Is it safe to watch a solar eclipse through a pinhole projector?

Yes — watching the projected image on a surface is completely safe. You are looking at reflected sunlight on paper or the ground, not at the Sun directly. The pinhole itself is also safe to look at (you are looking at the hole, not through it). Just make sure no one looks directly at the Sun through the pinhole.

Can I use my phone camera to look at the eclipse?

You can use your phone to photograph the eclipse through a proper solar filter, or to photograph projected images (the colander pattern on the ground, the pinhole image on paper). However, do not point your phone camera directly at the Sun without a solar filter — the intense light can damage the camera sensor. Most modern phone cameras are robust enough to survive a quick shot, but prolonged pointing at the Sun is risky.

Can I watch the eclipse through a welding mask?

Only if the welding filter is shade level 14 or higher (ISO 12312-2 equivalent). Most standard welding masks (shade 10–13) are not dark enough for safe solar viewing. Shade 14 welding glass is safe but produces a green-tinted view that many find less satisfying than modern eclipse glasses with neutral-density optical film. Stick with ISO-certified eclipse glasses when possible.

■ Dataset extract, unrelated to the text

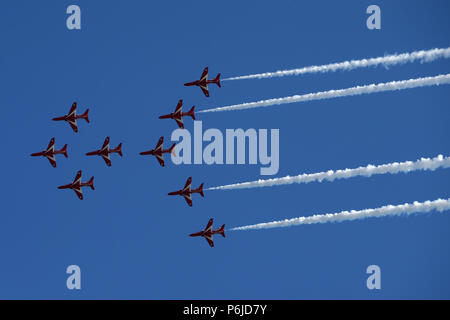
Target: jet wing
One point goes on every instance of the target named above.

Can I look at the eclipse through exposed film or CDs?

No. Exposed photographic film, floppy disks, CDs, DVDs, and smoked glass are NOT safe for solar viewing. They do not block the full spectrum of infrared and ultraviolet radiation that causes eye damage. Only use ISO 12312-2 certified solar filters or shade 14 welding glass for direct viewing. For safe viewing without any equipment, use the projection methods described in this guide.

What is the best DIY method for a large group?

The colander method is the most visually impressive for groups — dozens of crescent Suns on the ground never fails to generate excitement. For a classroom setting, set up multiple projection stations: a cardboard box pinhole, a colander on the ground, and binocular projection onto a large white screen. This allows everyone to experience the eclipse from different perspectives.

Will these projection methods work from a location with only a partial eclipse?

Yes — projection methods work perfectly for any partial eclipse. In fact, since the Sun is never fully covered outside the path of totality, projection methods are ideal for locations like Madrid (~90% partial), London (~30%), or Paris (~35%). The crescent shape will be visible in the projected images throughout the entire partial phase. Only during totality (within the path) does the projected image disappear, replaced by the darkness of the Moon's shadow — but this only lasts 2 minutes.